Designed largely without computers, the Porsche 917 is the embodiment of how much could be done with a little money, pen and pencil engineering and simple materials, steel, aluminum and fiberglass pieced together on a shop floor by a group of talented artisans working with slide rules and machine tools. Aesthetically, as in its staggering performance, it is still futuristic. In commercial terms of cost and returns on investment, it was a bargain in stark contrast to the failures of the half billion dollar factory racing programs of recent times.
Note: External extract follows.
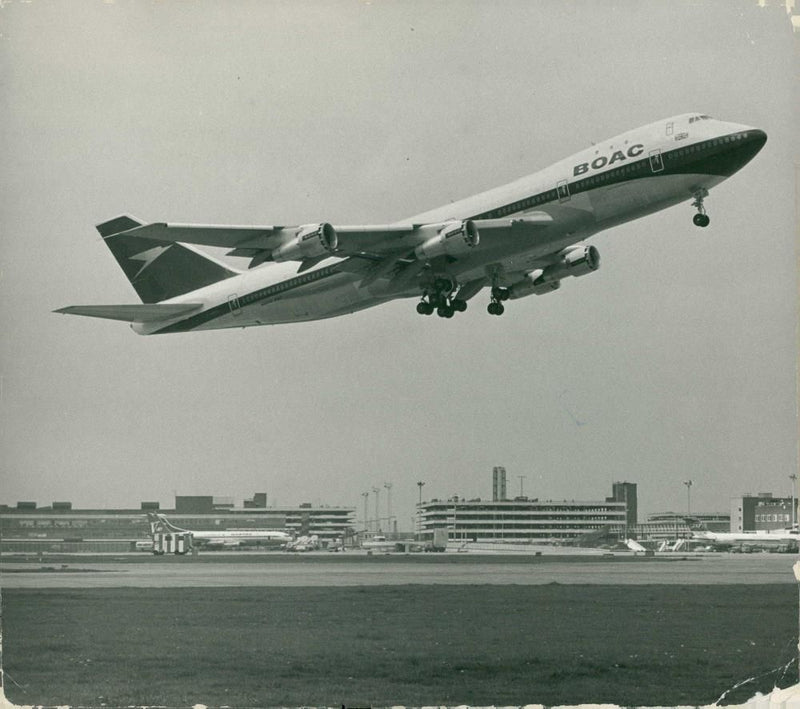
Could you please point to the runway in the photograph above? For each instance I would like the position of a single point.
(321, 571)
Consider its direct descendant, the Porsche 919 Hybrid sports prototype of a half century later. It, too, dominated the Le Mans 24 hour race several years running, 2015-2017. The 919 is distinguished by having covered approximately 5000 miles consuming only 500 gallons of gasoline. By comparison, the non-turbocharged 1970 Porsche 917 endurance racer got about 4 miles to a gallon. That's a significant improvement in fuel consumption and in CO emissions. But, in its essence, the 919 is a far lesser racing car and it is not nearly as much a technological and cultural milestone. In fact, it's a dead-end, by contemporary social standards and priorities that go beyond speed and power. What's required is a cure for the last century of carbon technology, and the 919 Hybrid isn't it.

It is inconceivable that the 24 hour Le Mans race can be won by a zero emissions vehicle, not now or anytime in the foreseeable future. Consider that today's Tesla S, a top of the line all-electric passenger car, is limited in range to about 300 miles running at 70 miles an hour - peddle to the metal, the Tesla's range declines to less than half that - and even with the most powerful 480 volt charger available, it takes a full hour to recharge. The Tesla would spend twelve of the twenty-four hour race sitting in the pits. That would not be a very exciting race.

Like its predecessor, the 919 Hybrid was a prototype, a development platform for significant technologies that were adapted to improve production automobiles. But, it fails as a technological statement. Worse, it also failed to capture the contemporary public imagination, and the magnitude of improvement in fuel mileage -- about double -- is not really a lot in 50 years time. Another major part of that failure is that the 919 is ugly by comparison. With an inflation adjusted program cost less than one-twentieth of 919 Hybrid, the 50 year old Porsche, which was also faster in recorded top speed, was immeasurably better in its essential purpose as a racing car.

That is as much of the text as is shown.